I occasionally like to Google my last name, to see if anything scurrilous or interesting shows up.  (Hint: if you teach for a living, unless you are in a particularly masochistic mood, don’t look at ratemyprofessors.com).  The other day, for a change of pace I clicked on the “Images” icon at the top of the search.  My research group was an early Internet adopter, so many of the images that show up are of a younger me, although there is one recent (and particularly grisly) photo in which I look like a reanimated corpse:  It was this very picture that made me decide to grow a beard. 

But another image caught my eye as I was scrolling down, with a caption in Ukrainian.  I took a screen shot of it:

  Wondering why this image showed up, I popped the title of the image into Google Translate, and got this:

Roman Pochapsky is a nominee for the title Sportsman of the Year of Zolochiv Oblast.

I went back to Google maps, to find out where Zolochiv is located, and here is another screen shot:

You can see that Zolochiv is a stone’s throw away from Pochapy, about which I posted a blog piece just before the Russian invasion of Ukraine, in the upper left-hand corner of the map.  

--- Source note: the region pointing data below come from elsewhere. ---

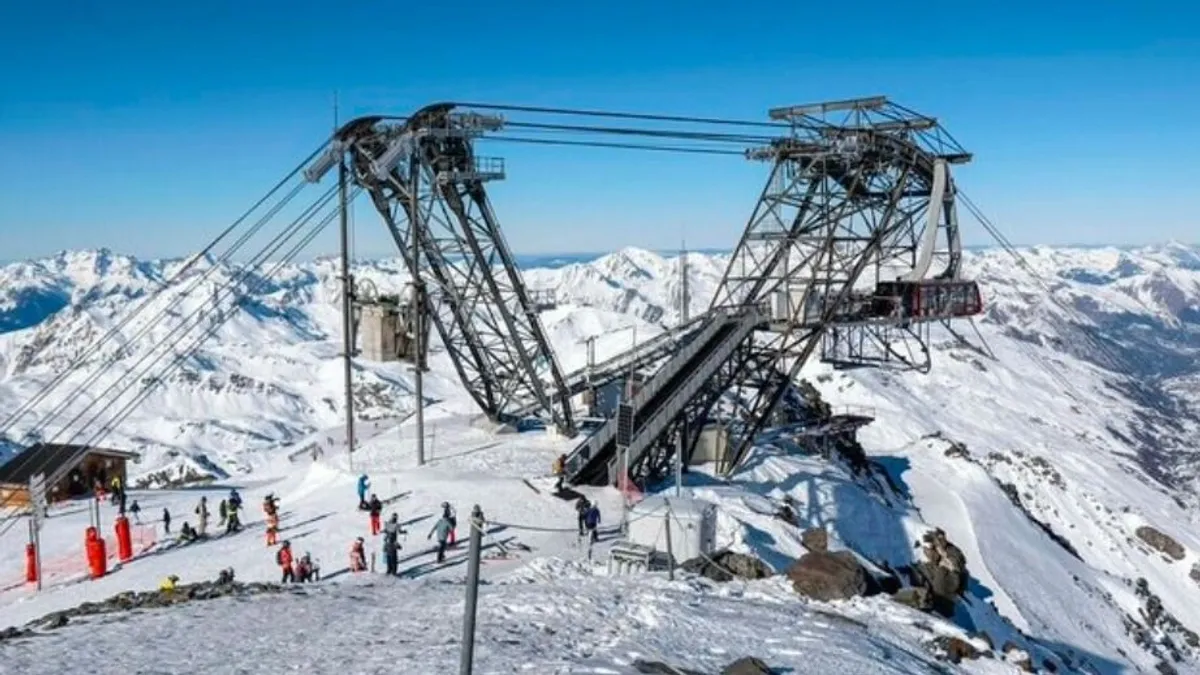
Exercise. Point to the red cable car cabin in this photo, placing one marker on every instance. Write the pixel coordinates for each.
(933, 298)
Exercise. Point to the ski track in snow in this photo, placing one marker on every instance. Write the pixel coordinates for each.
(244, 410)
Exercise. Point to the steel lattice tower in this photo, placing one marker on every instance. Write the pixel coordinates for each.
(847, 205)
(424, 171)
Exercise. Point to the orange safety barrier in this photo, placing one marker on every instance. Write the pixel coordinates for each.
(97, 559)
(30, 563)
(124, 541)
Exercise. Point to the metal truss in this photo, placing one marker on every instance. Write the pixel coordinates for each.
(843, 210)
(424, 178)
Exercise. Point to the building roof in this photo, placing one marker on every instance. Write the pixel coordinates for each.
(49, 458)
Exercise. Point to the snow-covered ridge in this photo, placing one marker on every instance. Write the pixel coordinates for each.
(1066, 477)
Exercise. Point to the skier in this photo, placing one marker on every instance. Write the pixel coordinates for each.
(442, 527)
(376, 507)
(364, 484)
(391, 533)
(592, 519)
(581, 509)
(202, 513)
(449, 514)
(559, 471)
(233, 524)
(271, 508)
(283, 559)
(358, 556)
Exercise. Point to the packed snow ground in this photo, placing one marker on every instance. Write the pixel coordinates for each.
(1059, 443)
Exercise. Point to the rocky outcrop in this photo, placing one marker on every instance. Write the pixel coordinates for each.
(150, 599)
(816, 539)
(748, 665)
(1161, 542)
(917, 597)
(828, 575)
(659, 668)
(943, 571)
(954, 649)
(726, 566)
(1018, 657)
(744, 665)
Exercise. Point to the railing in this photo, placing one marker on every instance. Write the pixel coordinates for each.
(683, 395)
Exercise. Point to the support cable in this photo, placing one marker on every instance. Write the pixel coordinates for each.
(150, 324)
(243, 274)
(24, 408)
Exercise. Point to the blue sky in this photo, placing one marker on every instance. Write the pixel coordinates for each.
(149, 126)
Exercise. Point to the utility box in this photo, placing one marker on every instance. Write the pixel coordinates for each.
(712, 444)
(384, 329)
(379, 329)
(693, 525)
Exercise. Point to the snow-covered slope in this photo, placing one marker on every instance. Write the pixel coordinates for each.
(1066, 472)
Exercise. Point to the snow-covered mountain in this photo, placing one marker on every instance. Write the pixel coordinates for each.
(1061, 458)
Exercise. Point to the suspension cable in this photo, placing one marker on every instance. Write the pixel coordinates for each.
(649, 117)
(616, 145)
(243, 274)
(24, 408)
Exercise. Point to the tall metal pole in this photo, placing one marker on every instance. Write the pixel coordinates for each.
(683, 284)
(418, 310)
(468, 617)
(679, 453)
(347, 311)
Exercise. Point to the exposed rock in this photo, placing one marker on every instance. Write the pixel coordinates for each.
(1018, 657)
(945, 571)
(816, 539)
(150, 599)
(828, 575)
(659, 668)
(1159, 632)
(1161, 542)
(917, 597)
(720, 565)
(954, 649)
(957, 451)
(748, 665)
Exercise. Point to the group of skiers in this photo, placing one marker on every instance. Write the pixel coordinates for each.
(295, 571)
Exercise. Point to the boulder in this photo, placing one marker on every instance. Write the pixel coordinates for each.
(659, 668)
(917, 597)
(1161, 542)
(955, 649)
(1018, 657)
(828, 575)
(726, 566)
(816, 539)
(945, 571)
(748, 665)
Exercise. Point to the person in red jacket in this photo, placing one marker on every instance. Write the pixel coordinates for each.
(283, 557)
(376, 507)
(358, 556)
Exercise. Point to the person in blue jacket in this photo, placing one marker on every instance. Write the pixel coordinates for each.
(592, 520)
(364, 484)
(442, 529)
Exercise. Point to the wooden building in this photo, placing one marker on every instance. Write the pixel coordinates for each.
(97, 465)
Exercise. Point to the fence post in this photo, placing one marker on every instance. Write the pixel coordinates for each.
(670, 549)
(468, 619)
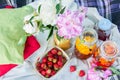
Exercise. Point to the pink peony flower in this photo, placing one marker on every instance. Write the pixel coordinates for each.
(93, 75)
(107, 73)
(70, 24)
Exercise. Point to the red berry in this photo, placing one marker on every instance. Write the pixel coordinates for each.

Roman looks to be about nine or ten years old in the picture, and is wearing what appears to be a judo gi, so I would guess that is the sport for which he is being nominated.  “Good on you, Roman!” I thought.   Then I noticed the date, October 22nd, 2012.  That was the year my own son, Teddy, at age eleven, was very much into baseball, and I coached his team through our town championship.  So Roman and Teddy are probably within a year or two of the same age.   Teddy turned 22 last month, and will graduate college this coming spring.   But what of Roman?  Men of military age, which Roman certainly should be, were forbidden to leave Ukraine after the invasion, and so he almost certainly is, or was, in the UAF.

At the time of this writing, Ukrainian forces are battling Russian troops and Wagner mercenaries block by block through Bakhmut, in Donetsk, one of the oblasts of Ukraine that Putin has decreed to be part of Russia.  The toll of this battle has been horrific for all involved:  The Wagner tactic of using poorly trained recruits from Russian prisons in human waves to identify Ukrainian positions has resulted in thousands of dead littering the approaches to Bakhmut and other towns on the front lines, but Ukraine has suffered as well.   Not since the trench warfare of World War I, that decimated the young male populations of England, France and Germany, has an entire generation endured such calamity as the men and women of the UAF are at this moment. 

The Ukrainian government has been reluctant to reveal their casualties, and in any case, I have no desire to know Roman’s fate.   But at Mass this morning, I offered a silent prayer for the safety and well-being of a boy, about my son’s age, whom I have never met.